I don't think other compilers are not forthcoming because GHC dominates 
the ecosystem. I think GHC dominates the ecosystem because other 
compilers are not forthcoming. If people who are really developing an 
alternative compiler come forward and say, "I would like this package 
to work with my compiler", I say that's worth listening to. If we only 
hear theorising about the existence of such people, I don't think we 
should lose any sleep over it.

So, Henning, you are the only person so far who has presented a possible 
concrete need:

On Sat, Jan 12, 2013 at 01:42:56PM +0100, Henning Thielemann wrote:
>I also speak in a self-interest: We are developing a kind of Haskell 
>interpreter for the live-sequencer:
>   http://www.youtube.com/watch?v=sXywCHR9WwE
>
>We are far from a complete Haskell 98 implementation and I am not 
>keen on implementing extensions that are not really needed and it 
>seems that the Haskell prime committee also does not have time for 
>it.
>
>So even if not all packages in the platform are Haskell 2010, I would 
>prefer that case-insensitive is Haskell 2010 for better portability, 
>like the split package was successfully converted to Haskell 2010 for 
>inclusion in the platform.

In response to this, I ask you: is compatibility with the platform 
really a goal for your live-sequencer?
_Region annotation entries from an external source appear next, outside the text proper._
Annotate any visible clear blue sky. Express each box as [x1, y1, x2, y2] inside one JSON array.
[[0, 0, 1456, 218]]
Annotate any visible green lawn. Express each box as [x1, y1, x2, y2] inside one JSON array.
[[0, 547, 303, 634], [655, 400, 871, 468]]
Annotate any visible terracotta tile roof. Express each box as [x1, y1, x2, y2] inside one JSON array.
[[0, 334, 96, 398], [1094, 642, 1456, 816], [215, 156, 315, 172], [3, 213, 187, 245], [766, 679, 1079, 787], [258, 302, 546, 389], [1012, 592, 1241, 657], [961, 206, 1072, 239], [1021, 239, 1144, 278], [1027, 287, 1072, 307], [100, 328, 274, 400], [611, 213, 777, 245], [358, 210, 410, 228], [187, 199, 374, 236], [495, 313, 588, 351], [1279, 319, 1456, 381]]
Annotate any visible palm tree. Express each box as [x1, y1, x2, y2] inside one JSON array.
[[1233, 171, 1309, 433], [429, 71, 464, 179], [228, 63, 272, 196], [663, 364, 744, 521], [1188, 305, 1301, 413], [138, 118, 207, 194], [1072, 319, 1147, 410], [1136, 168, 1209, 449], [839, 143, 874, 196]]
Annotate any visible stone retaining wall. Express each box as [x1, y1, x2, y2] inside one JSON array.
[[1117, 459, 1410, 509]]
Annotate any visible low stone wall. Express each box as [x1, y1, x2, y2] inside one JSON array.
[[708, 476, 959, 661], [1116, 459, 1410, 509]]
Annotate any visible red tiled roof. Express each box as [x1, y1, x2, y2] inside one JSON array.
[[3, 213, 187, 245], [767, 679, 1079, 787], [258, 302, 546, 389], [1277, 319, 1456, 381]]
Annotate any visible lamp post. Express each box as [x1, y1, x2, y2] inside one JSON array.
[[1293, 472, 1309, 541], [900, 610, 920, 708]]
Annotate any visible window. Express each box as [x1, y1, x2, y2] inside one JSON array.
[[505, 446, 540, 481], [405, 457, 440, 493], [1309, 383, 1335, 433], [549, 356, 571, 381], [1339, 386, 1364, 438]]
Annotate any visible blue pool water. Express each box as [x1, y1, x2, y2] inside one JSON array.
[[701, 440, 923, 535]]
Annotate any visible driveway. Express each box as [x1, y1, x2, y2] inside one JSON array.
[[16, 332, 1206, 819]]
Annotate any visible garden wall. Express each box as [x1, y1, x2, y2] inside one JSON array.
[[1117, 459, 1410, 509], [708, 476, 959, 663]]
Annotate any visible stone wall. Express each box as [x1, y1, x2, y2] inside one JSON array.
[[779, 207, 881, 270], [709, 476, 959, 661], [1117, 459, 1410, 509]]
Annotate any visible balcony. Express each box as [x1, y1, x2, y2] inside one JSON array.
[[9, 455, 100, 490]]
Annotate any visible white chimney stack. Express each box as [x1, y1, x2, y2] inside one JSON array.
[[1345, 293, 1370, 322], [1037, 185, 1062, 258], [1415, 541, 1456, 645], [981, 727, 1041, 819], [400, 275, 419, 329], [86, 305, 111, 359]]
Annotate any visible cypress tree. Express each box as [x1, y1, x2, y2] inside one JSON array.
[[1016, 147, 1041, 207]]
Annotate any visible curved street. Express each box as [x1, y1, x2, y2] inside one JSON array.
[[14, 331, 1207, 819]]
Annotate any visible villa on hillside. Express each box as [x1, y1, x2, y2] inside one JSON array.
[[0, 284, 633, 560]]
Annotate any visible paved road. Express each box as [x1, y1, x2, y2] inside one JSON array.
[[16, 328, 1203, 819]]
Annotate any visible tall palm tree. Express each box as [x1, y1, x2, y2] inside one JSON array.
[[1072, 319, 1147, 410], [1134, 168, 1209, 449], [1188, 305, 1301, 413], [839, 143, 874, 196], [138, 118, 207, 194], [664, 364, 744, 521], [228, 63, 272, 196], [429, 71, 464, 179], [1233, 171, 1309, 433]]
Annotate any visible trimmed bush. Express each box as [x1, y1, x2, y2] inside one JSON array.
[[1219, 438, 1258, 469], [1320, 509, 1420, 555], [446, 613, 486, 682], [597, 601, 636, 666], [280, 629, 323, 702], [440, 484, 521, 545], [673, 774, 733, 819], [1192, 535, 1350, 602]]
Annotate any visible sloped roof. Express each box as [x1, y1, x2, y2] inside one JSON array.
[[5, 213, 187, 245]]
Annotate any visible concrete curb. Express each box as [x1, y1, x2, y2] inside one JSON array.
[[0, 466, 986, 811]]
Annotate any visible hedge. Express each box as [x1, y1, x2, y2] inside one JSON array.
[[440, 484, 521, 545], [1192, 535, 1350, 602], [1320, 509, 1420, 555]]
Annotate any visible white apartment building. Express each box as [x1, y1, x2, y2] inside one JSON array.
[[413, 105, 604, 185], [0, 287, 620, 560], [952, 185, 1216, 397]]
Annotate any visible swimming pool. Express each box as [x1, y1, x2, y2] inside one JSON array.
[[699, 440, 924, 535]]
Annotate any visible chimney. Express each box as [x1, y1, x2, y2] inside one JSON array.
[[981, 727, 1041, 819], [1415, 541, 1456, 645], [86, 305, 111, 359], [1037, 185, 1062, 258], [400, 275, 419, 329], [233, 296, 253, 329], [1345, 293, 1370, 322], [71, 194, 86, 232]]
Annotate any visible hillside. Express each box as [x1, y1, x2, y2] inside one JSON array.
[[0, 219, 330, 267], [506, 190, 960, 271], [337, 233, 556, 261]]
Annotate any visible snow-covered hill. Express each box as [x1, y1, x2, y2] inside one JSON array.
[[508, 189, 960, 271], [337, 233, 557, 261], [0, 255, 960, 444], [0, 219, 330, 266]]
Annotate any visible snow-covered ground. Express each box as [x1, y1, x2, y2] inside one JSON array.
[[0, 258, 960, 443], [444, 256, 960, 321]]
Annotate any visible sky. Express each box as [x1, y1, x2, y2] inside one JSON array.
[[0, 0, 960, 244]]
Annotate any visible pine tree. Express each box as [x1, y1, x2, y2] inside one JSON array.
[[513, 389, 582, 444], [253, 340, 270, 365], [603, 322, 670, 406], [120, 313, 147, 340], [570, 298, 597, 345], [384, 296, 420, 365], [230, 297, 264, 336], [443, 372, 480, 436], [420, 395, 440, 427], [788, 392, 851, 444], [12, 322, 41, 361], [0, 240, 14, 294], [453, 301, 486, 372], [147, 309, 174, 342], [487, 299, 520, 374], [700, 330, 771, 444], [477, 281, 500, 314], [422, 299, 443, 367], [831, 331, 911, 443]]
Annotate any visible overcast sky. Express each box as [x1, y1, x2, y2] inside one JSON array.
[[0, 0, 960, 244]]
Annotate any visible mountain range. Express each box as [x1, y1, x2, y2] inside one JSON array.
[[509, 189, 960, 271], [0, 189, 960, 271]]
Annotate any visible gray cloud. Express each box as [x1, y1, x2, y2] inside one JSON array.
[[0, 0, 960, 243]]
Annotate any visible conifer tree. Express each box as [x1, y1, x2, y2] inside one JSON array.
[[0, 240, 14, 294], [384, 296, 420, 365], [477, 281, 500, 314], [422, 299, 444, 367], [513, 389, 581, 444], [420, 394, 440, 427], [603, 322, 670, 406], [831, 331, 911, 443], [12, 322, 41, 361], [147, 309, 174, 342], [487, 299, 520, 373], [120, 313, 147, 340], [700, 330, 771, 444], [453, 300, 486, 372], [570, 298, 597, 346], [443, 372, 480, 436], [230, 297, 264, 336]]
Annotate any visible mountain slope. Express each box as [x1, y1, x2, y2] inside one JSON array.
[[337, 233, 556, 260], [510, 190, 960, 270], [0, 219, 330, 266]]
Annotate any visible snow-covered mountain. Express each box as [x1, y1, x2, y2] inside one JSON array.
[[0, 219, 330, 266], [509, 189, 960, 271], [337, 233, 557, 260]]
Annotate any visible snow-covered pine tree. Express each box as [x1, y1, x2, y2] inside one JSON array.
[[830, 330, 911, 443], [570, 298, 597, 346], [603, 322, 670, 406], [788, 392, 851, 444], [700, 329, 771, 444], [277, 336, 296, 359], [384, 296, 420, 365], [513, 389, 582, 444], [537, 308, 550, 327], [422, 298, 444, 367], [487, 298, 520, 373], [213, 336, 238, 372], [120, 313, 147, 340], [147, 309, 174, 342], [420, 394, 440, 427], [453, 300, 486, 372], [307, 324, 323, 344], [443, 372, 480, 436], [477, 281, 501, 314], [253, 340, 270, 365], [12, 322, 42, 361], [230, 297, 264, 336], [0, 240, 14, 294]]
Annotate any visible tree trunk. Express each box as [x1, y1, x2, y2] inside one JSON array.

Would the live-sequencer benefit 
particularly from use of the case-insensitive package? Would making the 
case-insensitive package Haskell2010 enable it to work with your 
interpreter immediately?

If the answer to any of those questions are no, I think portability work 
now is premature. If the real demand arises, we can always make the 
alterations necessary in a future version.

---

That all said, I do have my own concerns with case-insensitive. 
Particularly, it provides an instance FoldCase ByteString, implicitly 
treating ByteStrings as text, which I believe should be discouraged.

This is easily fixed, although may be controversial: remove the 
ByteString instances. This would perhaps be slightly less painful if 
there was something along the lines of:

       mkWith :: (s -> s) -> s -> CI s
       mkWith fc s = CI s (fc s)

so that people insistent on using ByteString would be able to do so 
without risking orphan instances. However, the existence of the above 
function allows "unsafe" use, comparing values constructed with 
incompatible case-folding functions, which is probably a bad idea – 
perhaps ByteString people should stick to newtypes instead.